L’anomalia della situazione italiana attuale sta anche in questo: mentre nelle società democratiche occidentali si va acquisendo crescente consapevolezza della necessità di una grammatica della competizione politica, da noi si calpestano anche quelle poche regole che - dopo la caduta del fascismo, prima, e del sistema socialista sovietico, dopo – sembravano acquisite e condivise. Così che laddove, nei sistemi rappresentativi liberali, chi vuole disattendere la legalità cerca almeno un qualche scudo di ipocrisia, il ventennio craxiano-berlusconiano ci sta assuefacendo alla sfrontatezza della tracotanza: faccio come mi pare e piace e, se hai coraggio, me lo impedisci. Per noi siciliani non è una novità assoluta perché è lo stile mafioso: novità è che questa mentalità e questo linguaggio e questo metodo diventino motivo di orgoglio di partito e di consenso sociale diffuso. Sino al punto che più di metà dei deputati nazionali arrivano pubblicamente a sostenere, con un voto ufficiale, che quando un capo di governo fa pressione su una questura per tirar fuori dai guai una minorenne scapestrata di cui ha comprato più volte i favori sessuali, sta agendo nell’esercizio delle sue funzioni istituzionali e per salvaguardare la pace nel Mediterraneo. Ancora una volta: facciamo come ci pare e piace e, se avete coraggio, ce lo impedite.

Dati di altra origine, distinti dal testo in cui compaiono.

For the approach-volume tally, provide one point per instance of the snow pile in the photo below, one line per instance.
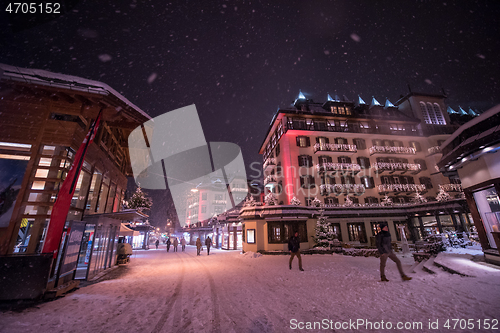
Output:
(466, 264)
(361, 252)
(251, 255)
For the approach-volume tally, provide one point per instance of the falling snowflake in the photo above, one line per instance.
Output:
(105, 57)
(355, 37)
(152, 77)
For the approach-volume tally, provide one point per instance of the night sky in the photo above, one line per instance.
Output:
(238, 61)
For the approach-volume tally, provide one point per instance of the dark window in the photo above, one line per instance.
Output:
(347, 180)
(371, 200)
(305, 161)
(322, 140)
(415, 145)
(364, 162)
(367, 181)
(331, 201)
(426, 181)
(422, 163)
(397, 143)
(353, 199)
(336, 230)
(376, 227)
(360, 144)
(320, 126)
(299, 123)
(281, 232)
(324, 159)
(327, 179)
(303, 141)
(344, 159)
(307, 181)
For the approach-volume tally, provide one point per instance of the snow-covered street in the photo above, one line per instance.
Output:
(231, 292)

Rispetto a questo livello di degrado, solo un’opzione può peggiorare irrimediabilmente il quadro: che anche chi non si riconosce nella cultura della coalizione di maggioranza (quella stessa per cui è normale che un direttore della RAI picchi a colpi di microfono un giornalista di un’altra rete televisiva o che un ministro della Repubblica calpesti violentemente i piedi di un giornalista poco diplomatico) adotti gli stessi sistemi intimidatori. Che anche chi crede di voler difendere i diritti elementari dei cittadini s’illuda di poterlo fare riscoprendo metodi squadristi che speravamo consegnati, ormai, agli archivi più oscuri delle tradizioni politiche (rivoluzionarie e reazionarie) del Novecento.
Per questo ritengo che il libro, così grottescamente censurato (la violenza è sempre ripugnante, ma - quando è rivolta a chi è armato solo di penna – lo è doppiamente), debba essere presentato, grazie alla presenza di esponenti delle forze dell’ordine e, soprattutto, alla condanna morale unanime di quanti, a Palermo, siamo convinti che non si può regalare agli esibizionisti dell’illegalità il favore di abbassarsi al loro vergognoso livello di scontro.